Research:Understanding Curious and Critical Readers/Reader interactions with talk-pages and version-history

From Meta, a Wikimedia project coordination wiki

We analyze how much readers in Wikipedia engage with articles' talk-pages and their version-history.

Motivation[edit]

There are various teaching materials about assessing the quality and trustworthiness of information in the context of Wikipedia. Beyond the actual encyclopedic content, version-history and talk-pages have been pointed out as two of the most useful features for understanding how the knowledge was created.

  • The Civic Online Reasoning Curriculum provides a course on how to use Wikipedia wisely when reading laterally (for more details on lateral reading as a strategy to assess credibility of information online, see the paper Lateral Reading: Reading Less and Learning More When Evaluating Digital Information[1]). In this they point out the importance of talk pages and version history to see who is behind the information and assess its trustworthiness.
  • Module 2 of the Reading Wikipedia in the Classroom guide aims to teach teachers competency about the understanding, assessment and evaluation of information and media by showing teachers how to use various components of a Wikipedia article to determine the quality of information. After the subsection on the article itself (2.4 Overview of Wikipedia article structure), the following two subsections are about
    • 2.5 Talk pages and other communication spaces on Wikipedia. It not only reveals perspectives of contributors but also the quality assessments from WikiProjects tags.
    • 2.6 View history and the process of knowledge creation. It provides information about each edit revealing, e.g., when was the last edit (was it recent?) or by whom (registered editor or anonymous?), how many editors have worked on the article and how much overall activity is there?

Therefore, we want to better understand how much readers in Wikipedia actually use these features. Specifically, our research questions are:

  • What is the overall engagement of readers with talk-pages and version-history of articles?
  • What (types of) articles lead to high engagement with their version-history and talk-pages

Methodology[edit]

Webrequest-logs[edit]

We extract reader interactions with Wikipedia articles’ talk-pages and version-history from webrequest-logs for the month of January 2022 for all Wikipedias.

We perform the following filtering analysis steps for both cases:

  • Filter bots and automated traffic (“agent_type”=”user”)
  • Filter device to keep only desktop and mobile_web (“access_method”!=”mobile app”)
  • We keep track whether the reader also attempted to edit at least one article in the same day in the same Wikipedia. In this way we can distinguish between requests from editors and those that are reading without editing. We assign pseudo-ids to readers via a hash from user-agent, client-IP, and a daily changing salt.

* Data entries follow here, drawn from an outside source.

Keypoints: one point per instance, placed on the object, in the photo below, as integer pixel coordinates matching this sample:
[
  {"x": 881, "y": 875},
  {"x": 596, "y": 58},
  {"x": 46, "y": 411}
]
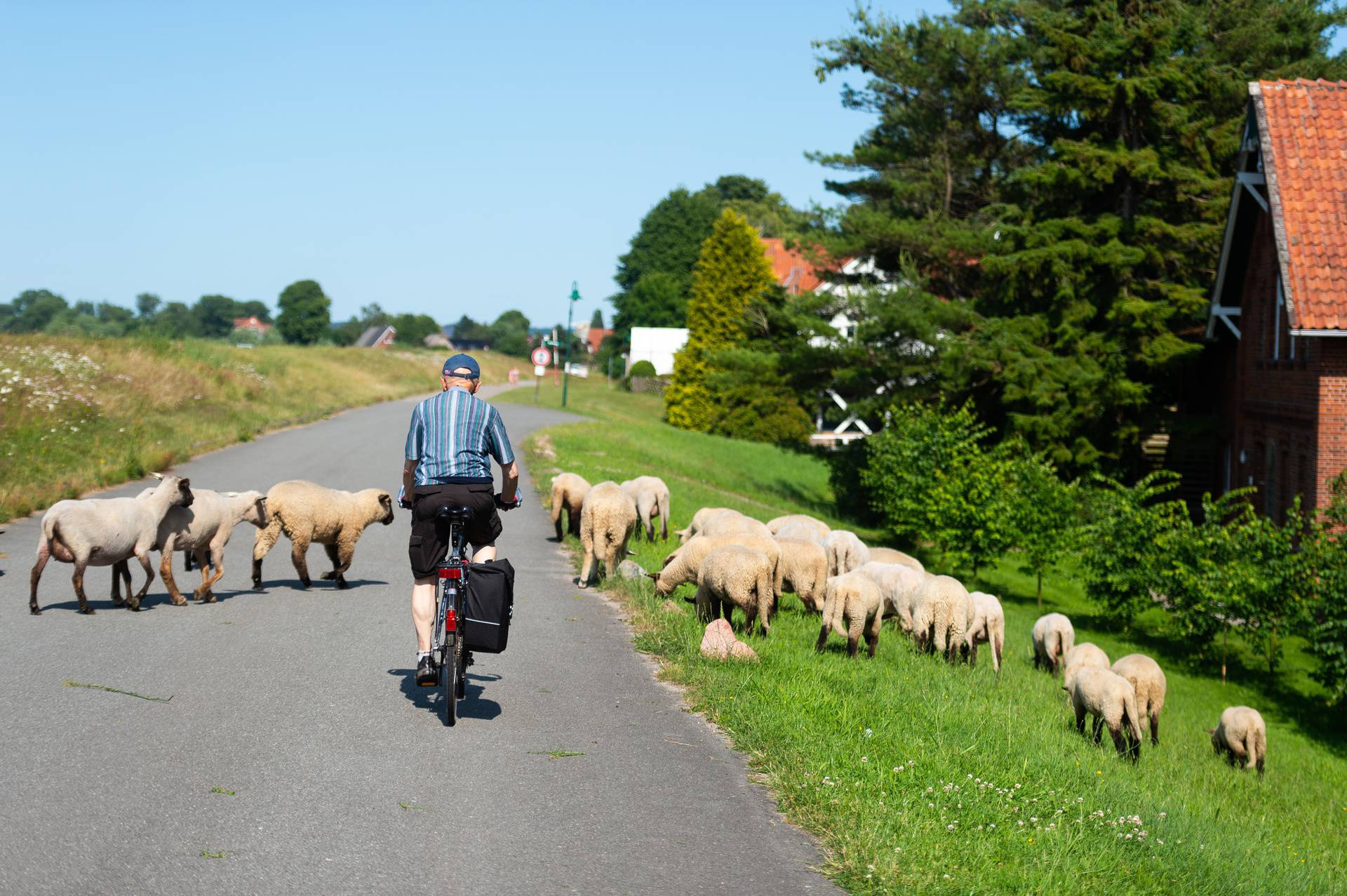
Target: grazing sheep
[
  {"x": 736, "y": 575},
  {"x": 1052, "y": 641},
  {"x": 989, "y": 627},
  {"x": 805, "y": 570},
  {"x": 608, "y": 521},
  {"x": 1111, "y": 698},
  {"x": 856, "y": 600},
  {"x": 307, "y": 512},
  {"x": 1086, "y": 654},
  {"x": 1148, "y": 681},
  {"x": 683, "y": 563},
  {"x": 569, "y": 492},
  {"x": 104, "y": 533},
  {"x": 819, "y": 527},
  {"x": 845, "y": 551},
  {"x": 652, "y": 500},
  {"x": 890, "y": 556},
  {"x": 1244, "y": 737}
]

Edit-attempts are identified by checking whether the uri-query contains any of the following signatures: “action=edit”, “action=visualeditor”, or “&intestactions=edit&intestactionsdetail=full&uiprop=options”

Talk-pages[edit]

We keep all requests to a talk-page that originated from the corresponding Wikipedia article:

  • Keep requests to pageviews (“is_pageview”=1) to article talk pages (“namespace_id”=1)
  • Only keep requests to talk-pages that came from the corresponding article in the main namespace of the same project. We expect that the referrer is of the form “https://<language>(.m).wikipedia.org/wiki/<page_title>” and only keep the request if <page_title> matches the title of the article talk-page
  • Filter repeated requests to the same article talk-page by the same reader in the same hour.

Version-history[edit]

We keep all requests to the version-history of an article that originated from the corresponding Wikipedia article.

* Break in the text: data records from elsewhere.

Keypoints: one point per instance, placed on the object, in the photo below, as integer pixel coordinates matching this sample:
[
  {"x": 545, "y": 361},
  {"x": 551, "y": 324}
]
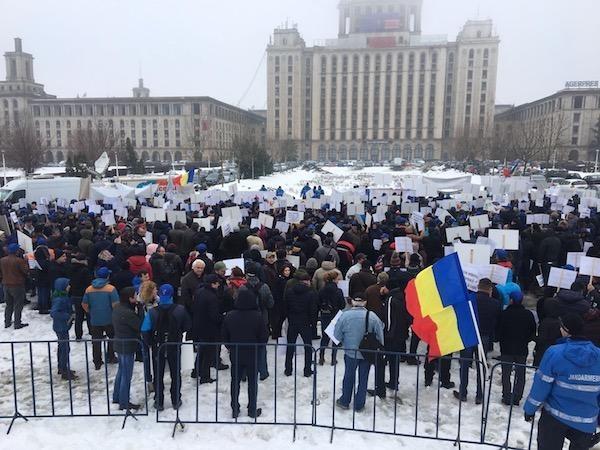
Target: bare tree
[{"x": 20, "y": 144}]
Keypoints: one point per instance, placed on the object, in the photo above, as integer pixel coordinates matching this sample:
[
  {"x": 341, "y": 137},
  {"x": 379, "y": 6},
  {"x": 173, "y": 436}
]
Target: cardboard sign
[
  {"x": 329, "y": 227},
  {"x": 294, "y": 216},
  {"x": 561, "y": 278},
  {"x": 505, "y": 239},
  {"x": 403, "y": 245},
  {"x": 589, "y": 266},
  {"x": 479, "y": 222},
  {"x": 461, "y": 232},
  {"x": 574, "y": 259},
  {"x": 266, "y": 220},
  {"x": 473, "y": 253},
  {"x": 25, "y": 242}
]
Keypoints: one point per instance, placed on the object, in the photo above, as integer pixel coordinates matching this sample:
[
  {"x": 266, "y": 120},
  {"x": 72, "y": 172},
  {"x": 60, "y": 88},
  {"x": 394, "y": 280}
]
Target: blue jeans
[
  {"x": 123, "y": 379},
  {"x": 471, "y": 353},
  {"x": 43, "y": 299},
  {"x": 348, "y": 384},
  {"x": 63, "y": 351}
]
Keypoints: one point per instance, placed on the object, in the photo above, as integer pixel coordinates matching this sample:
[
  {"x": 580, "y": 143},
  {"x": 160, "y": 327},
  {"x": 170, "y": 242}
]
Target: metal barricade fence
[
  {"x": 413, "y": 410},
  {"x": 38, "y": 390},
  {"x": 289, "y": 398}
]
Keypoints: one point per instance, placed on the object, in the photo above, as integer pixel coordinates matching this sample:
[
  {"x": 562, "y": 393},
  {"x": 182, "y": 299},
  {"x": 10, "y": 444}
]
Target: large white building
[
  {"x": 160, "y": 128},
  {"x": 563, "y": 125},
  {"x": 381, "y": 89}
]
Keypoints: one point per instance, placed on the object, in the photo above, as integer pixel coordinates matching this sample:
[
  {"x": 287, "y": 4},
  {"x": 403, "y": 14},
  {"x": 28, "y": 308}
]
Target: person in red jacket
[{"x": 138, "y": 262}]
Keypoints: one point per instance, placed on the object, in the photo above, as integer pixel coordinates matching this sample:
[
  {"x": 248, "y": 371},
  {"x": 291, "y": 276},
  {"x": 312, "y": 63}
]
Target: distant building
[
  {"x": 567, "y": 117},
  {"x": 381, "y": 90},
  {"x": 160, "y": 128}
]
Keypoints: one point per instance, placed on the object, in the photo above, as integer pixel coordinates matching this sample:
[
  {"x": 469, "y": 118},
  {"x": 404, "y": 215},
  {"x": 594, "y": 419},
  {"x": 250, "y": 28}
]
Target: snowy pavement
[{"x": 391, "y": 415}]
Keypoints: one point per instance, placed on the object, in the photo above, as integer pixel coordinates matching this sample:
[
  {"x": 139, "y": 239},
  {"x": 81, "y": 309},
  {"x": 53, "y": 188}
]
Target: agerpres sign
[{"x": 581, "y": 84}]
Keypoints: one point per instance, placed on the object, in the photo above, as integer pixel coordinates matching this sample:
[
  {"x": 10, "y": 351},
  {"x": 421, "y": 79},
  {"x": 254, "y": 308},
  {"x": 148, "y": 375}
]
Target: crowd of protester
[{"x": 116, "y": 282}]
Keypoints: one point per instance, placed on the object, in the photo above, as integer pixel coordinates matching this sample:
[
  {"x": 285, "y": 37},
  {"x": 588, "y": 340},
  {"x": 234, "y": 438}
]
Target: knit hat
[
  {"x": 572, "y": 324},
  {"x": 13, "y": 248},
  {"x": 312, "y": 264}
]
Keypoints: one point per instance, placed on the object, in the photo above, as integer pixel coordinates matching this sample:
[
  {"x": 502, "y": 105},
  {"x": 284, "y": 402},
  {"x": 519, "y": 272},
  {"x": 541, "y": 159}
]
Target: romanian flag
[{"x": 438, "y": 300}]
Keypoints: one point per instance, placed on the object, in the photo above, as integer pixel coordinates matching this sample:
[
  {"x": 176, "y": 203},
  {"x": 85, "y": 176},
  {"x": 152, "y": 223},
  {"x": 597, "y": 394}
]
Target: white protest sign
[
  {"x": 108, "y": 217},
  {"x": 330, "y": 227},
  {"x": 266, "y": 220},
  {"x": 561, "y": 278},
  {"x": 574, "y": 259},
  {"x": 479, "y": 222},
  {"x": 589, "y": 266},
  {"x": 25, "y": 242},
  {"x": 403, "y": 244},
  {"x": 505, "y": 239},
  {"x": 231, "y": 263},
  {"x": 461, "y": 232},
  {"x": 282, "y": 226},
  {"x": 331, "y": 328},
  {"x": 294, "y": 216},
  {"x": 473, "y": 253}
]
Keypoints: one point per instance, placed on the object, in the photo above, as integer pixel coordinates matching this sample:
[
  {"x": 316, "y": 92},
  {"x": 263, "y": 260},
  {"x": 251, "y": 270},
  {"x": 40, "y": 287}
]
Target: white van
[{"x": 32, "y": 189}]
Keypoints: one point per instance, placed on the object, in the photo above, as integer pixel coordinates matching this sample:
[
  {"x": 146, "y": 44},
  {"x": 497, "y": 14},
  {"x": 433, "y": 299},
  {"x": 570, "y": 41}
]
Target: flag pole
[{"x": 481, "y": 351}]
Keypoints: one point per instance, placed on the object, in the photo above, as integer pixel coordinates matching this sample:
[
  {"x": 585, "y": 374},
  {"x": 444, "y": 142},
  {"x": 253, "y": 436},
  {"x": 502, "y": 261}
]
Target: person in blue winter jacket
[
  {"x": 305, "y": 190},
  {"x": 567, "y": 388},
  {"x": 62, "y": 319}
]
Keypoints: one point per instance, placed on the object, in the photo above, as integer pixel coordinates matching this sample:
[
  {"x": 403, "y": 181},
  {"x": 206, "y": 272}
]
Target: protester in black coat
[
  {"x": 206, "y": 327},
  {"x": 516, "y": 329},
  {"x": 301, "y": 310},
  {"x": 244, "y": 325}
]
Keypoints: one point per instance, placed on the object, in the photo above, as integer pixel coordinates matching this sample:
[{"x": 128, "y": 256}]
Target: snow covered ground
[{"x": 387, "y": 415}]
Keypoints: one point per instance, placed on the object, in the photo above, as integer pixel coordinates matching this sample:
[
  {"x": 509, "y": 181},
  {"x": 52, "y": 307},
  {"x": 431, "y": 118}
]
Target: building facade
[
  {"x": 160, "y": 128},
  {"x": 564, "y": 122},
  {"x": 381, "y": 90}
]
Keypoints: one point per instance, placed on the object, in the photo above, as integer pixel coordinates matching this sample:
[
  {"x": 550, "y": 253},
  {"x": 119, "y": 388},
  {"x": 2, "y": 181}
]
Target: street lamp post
[{"x": 4, "y": 165}]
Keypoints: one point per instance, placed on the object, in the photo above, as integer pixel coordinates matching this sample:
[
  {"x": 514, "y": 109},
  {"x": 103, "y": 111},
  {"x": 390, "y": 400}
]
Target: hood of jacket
[
  {"x": 328, "y": 265},
  {"x": 246, "y": 301},
  {"x": 99, "y": 283},
  {"x": 86, "y": 234},
  {"x": 582, "y": 353},
  {"x": 569, "y": 296}
]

  • Keep requests to version-history by checking the uri-query:
    • Desktop:“uri_query” contains “action=history&title=<page_title>”. This is the same across different projects:
      • https://en.wikipedia.org/w/index.php?title=Marie_Curie&action=history
      • https://de.wikipedia.org/w/index.php?title=Marie_Curie&action=history
    • Mobile: the “page_title” is of the form "Special:History/<page_title>. However, the signature “Special:History” varies across projects and we have to keep track of the different aliases:
      • https://en.m.wikipedia.org/wiki/Special:History/Marie_Curie
      • https://de.m.wikipedia.org/wiki/Spezial:Versionsgeschichte/Marie_Curie
  • Only keep requests to version-history that came from the corresponding article in the main namespace of the same project. For this we extract the page-title from the uri-query (see above) and keep only those that are in the main-namespace and are non-redirects
  • Filter requests to version-history accessed via a feed-reader (“uri_query” contains “feed=rss”)
  • Filter requests iterating through the version-history (“uri_query” contains “offset”)
  • Filter repeated requests to the same article talk-page by the same reader in the same hour.

Features[edit]

We extract the following features for each article:

Reliability: We extract whether an article contains any of the 10 templates associated with reliability issues following the approach from WikiReliability (Unreferenced, One_source, Original_research, More_citations_needed, Unreliable_sources, Disputed, POV, Third-party, Self-contradictory, Hoax). We use the wikitext_current table to extract the templates from the wikitext. Only enwiki.

Results[edit]

What is the overall engagement of readers with talk-pages and version-history of articles?[edit]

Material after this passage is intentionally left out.